Age-related declines in skeletal muscle mass (sarcopenia) can result in a loss of mobility, independence and the ability to perform everyday activities, and the problem can be exacerbated by muscle fatigue. Although studies on isometric (static) contractions often report that old adults fatigue less than young adults, the opposite is generally observed in dynamic contractions, which are more relevant for performing daily activities. The mechanisms for the age-related increased fatigability and losses in muscle power during dynamic contractions are not known but are essential to identify to help improve physical function and quality of life in the elderly. The goal of this proposal is to identify the causes for the increased fatigability in old adults by integrating advanced techniques to study fatigue at the level of the single muscle fiber (muscle biopsies) and within the entire neuromuscular system (transcranial magnetic stimulation). The hypothesis is that old adults experience greater fatigue than young adults during dynamic contractions as a result of age-related differences within the muscle (peripheral fatigue) rather than in the nervous system (central fatigue).
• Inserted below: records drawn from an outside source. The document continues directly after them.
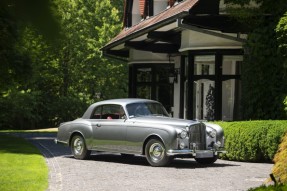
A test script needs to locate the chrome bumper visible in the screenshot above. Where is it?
[54,139,68,145]
[166,149,226,158]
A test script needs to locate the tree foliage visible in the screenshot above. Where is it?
[226,0,287,119]
[0,0,127,129]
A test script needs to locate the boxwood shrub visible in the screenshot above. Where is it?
[216,120,287,162]
[272,133,287,184]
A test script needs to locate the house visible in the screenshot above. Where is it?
[102,0,254,121]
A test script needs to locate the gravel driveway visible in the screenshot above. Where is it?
[10,133,273,191]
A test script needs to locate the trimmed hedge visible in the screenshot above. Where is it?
[248,185,287,191]
[216,120,287,162]
[272,133,287,184]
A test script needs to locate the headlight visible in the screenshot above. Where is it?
[179,131,187,139]
[207,130,216,138]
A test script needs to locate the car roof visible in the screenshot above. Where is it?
[95,98,157,105]
[82,98,161,119]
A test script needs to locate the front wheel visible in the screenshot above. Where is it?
[145,139,171,166]
[71,135,91,160]
[195,156,217,164]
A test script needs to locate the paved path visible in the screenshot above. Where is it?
[6,133,273,191]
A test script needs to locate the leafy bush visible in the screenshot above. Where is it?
[248,185,287,191]
[217,120,287,162]
[284,96,287,114]
[272,133,287,184]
The study design will also test for differences in muscle fatigability between men and women and old (60-74 yrs) and very old (?75 yrs) adults. Studies on old women and very old adults are limited but particularly important because both cohorts suffer from accelerated age-related losses in muscle mass and function making them more susceptible to the detrimental effects of muscle fatigue.
In Aim 1, I will test the hypothesis that age-related increases in peripheral fatigue during dynamic contractions will result in greater reductions in force and power of the knee extensors in old compared to young adults. I will use magnetic stimulation of the motor cortex and electrical stimulation of the femoral nerve to test whether the amount of supraspinal and peripheral fatigue differs with age or sex during dynamic fatiguing contractions.
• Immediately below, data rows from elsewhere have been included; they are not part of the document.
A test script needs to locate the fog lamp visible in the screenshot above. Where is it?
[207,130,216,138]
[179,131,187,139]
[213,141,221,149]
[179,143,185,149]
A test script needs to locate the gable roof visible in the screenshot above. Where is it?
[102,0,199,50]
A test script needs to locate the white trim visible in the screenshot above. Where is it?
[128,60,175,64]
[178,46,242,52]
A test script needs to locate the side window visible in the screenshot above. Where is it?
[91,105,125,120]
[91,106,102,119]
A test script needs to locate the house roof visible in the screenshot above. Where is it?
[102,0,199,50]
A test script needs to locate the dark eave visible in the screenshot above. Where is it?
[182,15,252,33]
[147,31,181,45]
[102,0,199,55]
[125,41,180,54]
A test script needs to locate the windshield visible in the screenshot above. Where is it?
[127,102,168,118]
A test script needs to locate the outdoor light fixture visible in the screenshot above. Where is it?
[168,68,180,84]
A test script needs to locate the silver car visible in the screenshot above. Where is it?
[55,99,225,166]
In Aim 2, I will use single fibers isolated from needle biopsies of the vastus lateralis to test the hypothesis that old adult muscle fibers have a reduced contractile efficiency and are more sensitive to the depressive effects of the fatiguing metabolites that accumulate in the muscle during dynamic contractions compared to young adult muscle fibers. These studies will generate a comprehensive understanding of the causes of fatigue in old men and women that will translate into the design and testing of novel exercise interventions that target the identified mechanisms of age-related fatigability to improve muscle power, physical function and quality of life in the elderly.
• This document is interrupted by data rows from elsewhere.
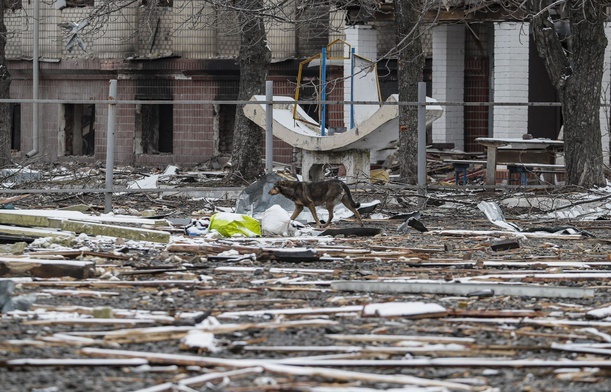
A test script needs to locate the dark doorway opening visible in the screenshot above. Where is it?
[60,103,95,156]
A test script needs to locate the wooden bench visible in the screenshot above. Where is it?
[506,162,565,185]
[443,159,486,185]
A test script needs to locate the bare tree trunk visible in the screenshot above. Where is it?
[0,1,13,166]
[395,0,424,184]
[529,0,607,188]
[231,0,271,181]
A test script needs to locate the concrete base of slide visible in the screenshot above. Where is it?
[244,94,443,182]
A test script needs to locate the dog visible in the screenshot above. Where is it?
[268,180,363,227]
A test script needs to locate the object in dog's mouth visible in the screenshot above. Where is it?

Age-related losses of muscle mass and increased fatigability result in an impaired ability to perform common everyday activities, a loss of balance, and a decreased quality of life for the aging population. This proposal will address these issues by integrating advanced in vivo and cellular techniques to determine the causes of muscle fatigue during dynamic movements in old (60-74 yrs) and very old (?75 yrs) men and women. The findings will generate an in-depth understanding of the fatigue process that can be used to design new exercise interventions as a form of medicine to improve the quality of life and reduce the economic burdens in the elderly.